Et contre " l’enfumage ", c’est pour quand ?

" Pas de milliard " en Espagne, vraiment ?

La secrétaire d’État ne s’arrête pas là dans sa lutte " pro domo " pour des chiffres avantageant son action, y ajoutant une relativisation de l’effort espagnol.

D’après elle, le fameux milliard d’euros de budget de nos voisins, réclamé chez nous par les associations féministes, n’existe pas : " C’était un engagement théorique des partis politiques, même Mariano Rajoy, qui n’est pas un féministe radical, le dit : il n’y a pas eu un milliard ", soutient Marlène Schiappa, dénonçant " de fausses informations ".

Ce milliard existe pourtant bel et bien, comme l’ont rappelé nos confrères de " Libération " : en juillet 2017, le parlement et les collectivités locales espagnols ont conclu un « pacte d’État » contre la « violence de genre » incluant " 200 mesures éducatives, sociales, judiciaires et sécuritaires ", avec un budget de 200 millions d’euros par an sur cinq ans, soit un milliard au total.
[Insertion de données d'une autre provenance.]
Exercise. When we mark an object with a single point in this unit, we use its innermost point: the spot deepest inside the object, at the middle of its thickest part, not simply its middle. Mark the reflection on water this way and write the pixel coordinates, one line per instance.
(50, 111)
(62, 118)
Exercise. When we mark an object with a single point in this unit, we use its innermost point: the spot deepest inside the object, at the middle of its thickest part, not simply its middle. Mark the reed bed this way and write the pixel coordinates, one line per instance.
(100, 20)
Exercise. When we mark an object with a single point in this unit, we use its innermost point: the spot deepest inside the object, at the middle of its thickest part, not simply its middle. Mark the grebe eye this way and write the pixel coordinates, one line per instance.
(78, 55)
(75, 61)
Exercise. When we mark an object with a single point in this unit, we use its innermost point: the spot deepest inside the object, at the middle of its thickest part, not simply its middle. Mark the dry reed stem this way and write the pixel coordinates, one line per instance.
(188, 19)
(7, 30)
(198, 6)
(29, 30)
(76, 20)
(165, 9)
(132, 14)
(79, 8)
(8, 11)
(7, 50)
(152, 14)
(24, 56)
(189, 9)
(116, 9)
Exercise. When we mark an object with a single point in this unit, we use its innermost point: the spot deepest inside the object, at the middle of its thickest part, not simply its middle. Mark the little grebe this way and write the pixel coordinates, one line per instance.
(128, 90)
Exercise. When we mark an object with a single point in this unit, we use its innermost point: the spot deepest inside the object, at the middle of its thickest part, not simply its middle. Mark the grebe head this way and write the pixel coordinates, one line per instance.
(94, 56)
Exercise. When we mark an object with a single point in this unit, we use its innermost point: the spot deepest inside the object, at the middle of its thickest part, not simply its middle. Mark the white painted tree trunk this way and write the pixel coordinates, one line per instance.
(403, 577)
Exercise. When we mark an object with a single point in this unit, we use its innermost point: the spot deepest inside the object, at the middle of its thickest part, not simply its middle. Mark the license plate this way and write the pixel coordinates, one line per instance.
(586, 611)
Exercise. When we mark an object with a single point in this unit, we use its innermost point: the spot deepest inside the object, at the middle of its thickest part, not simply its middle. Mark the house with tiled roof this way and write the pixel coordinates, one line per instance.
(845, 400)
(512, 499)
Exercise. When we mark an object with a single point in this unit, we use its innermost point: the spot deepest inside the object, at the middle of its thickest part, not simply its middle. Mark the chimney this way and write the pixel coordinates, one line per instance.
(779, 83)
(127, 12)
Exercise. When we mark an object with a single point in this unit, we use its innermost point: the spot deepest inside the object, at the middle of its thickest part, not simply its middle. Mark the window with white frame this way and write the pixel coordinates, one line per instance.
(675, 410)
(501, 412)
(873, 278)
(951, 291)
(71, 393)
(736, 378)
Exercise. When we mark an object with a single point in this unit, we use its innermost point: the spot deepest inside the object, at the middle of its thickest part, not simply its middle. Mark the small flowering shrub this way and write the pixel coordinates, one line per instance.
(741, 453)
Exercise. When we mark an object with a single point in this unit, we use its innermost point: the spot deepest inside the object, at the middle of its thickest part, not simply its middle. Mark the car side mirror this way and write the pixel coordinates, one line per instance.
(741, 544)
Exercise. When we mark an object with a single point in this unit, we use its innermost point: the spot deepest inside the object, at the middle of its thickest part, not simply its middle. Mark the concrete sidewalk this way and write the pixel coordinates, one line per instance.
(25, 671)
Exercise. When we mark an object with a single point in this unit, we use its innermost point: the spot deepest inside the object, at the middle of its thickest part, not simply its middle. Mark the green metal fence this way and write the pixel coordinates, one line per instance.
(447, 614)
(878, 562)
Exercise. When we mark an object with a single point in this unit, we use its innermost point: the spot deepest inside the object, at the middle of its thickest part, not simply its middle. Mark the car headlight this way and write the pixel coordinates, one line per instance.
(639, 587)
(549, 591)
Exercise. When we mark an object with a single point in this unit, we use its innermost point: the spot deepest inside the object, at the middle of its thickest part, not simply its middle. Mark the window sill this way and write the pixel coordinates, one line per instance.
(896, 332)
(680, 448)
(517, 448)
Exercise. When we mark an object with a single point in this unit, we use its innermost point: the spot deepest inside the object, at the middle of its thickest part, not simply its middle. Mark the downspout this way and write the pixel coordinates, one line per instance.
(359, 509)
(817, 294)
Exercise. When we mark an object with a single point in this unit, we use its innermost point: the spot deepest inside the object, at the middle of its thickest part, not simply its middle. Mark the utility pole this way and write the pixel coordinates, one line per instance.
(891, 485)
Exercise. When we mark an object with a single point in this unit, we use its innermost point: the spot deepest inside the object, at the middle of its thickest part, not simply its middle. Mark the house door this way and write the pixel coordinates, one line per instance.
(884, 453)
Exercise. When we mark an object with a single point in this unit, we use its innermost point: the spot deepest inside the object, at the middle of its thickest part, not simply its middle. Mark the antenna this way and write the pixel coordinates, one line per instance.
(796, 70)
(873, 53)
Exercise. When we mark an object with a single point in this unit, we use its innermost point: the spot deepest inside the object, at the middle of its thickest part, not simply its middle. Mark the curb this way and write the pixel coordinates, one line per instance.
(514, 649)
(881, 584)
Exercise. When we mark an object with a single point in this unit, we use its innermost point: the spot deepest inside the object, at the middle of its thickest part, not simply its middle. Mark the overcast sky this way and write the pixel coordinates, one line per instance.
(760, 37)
En outre, ce budget a été augmenté de 20 millions d’euros pour l’année 2019.

En deux ans, l’État espagnol a déjà mis sur la table 420 millions d’euros.

Une politique qui porte ses fruits : de 71 femmes tuées par leur conjoint en 2003, l’Espagne est passée à 47 victimes en 2018.

Selon le décompte du collectif " NousToutes ", la France a passé ce dimanche la barre des 100 " féminicides ".

Pour l’année 2017, quatre fois plus de plaintes ont été déposées chez nos voisins, et l’Espagne délivre trois fois plus " d’ordonnances de protection " que la France chaque année, comme le reconnaissait en juillet dernier notre ministre de la Justice, Nicole Belloubet.

Pas " exactement pareil ", n’en déplaise à Marlène Schiappa.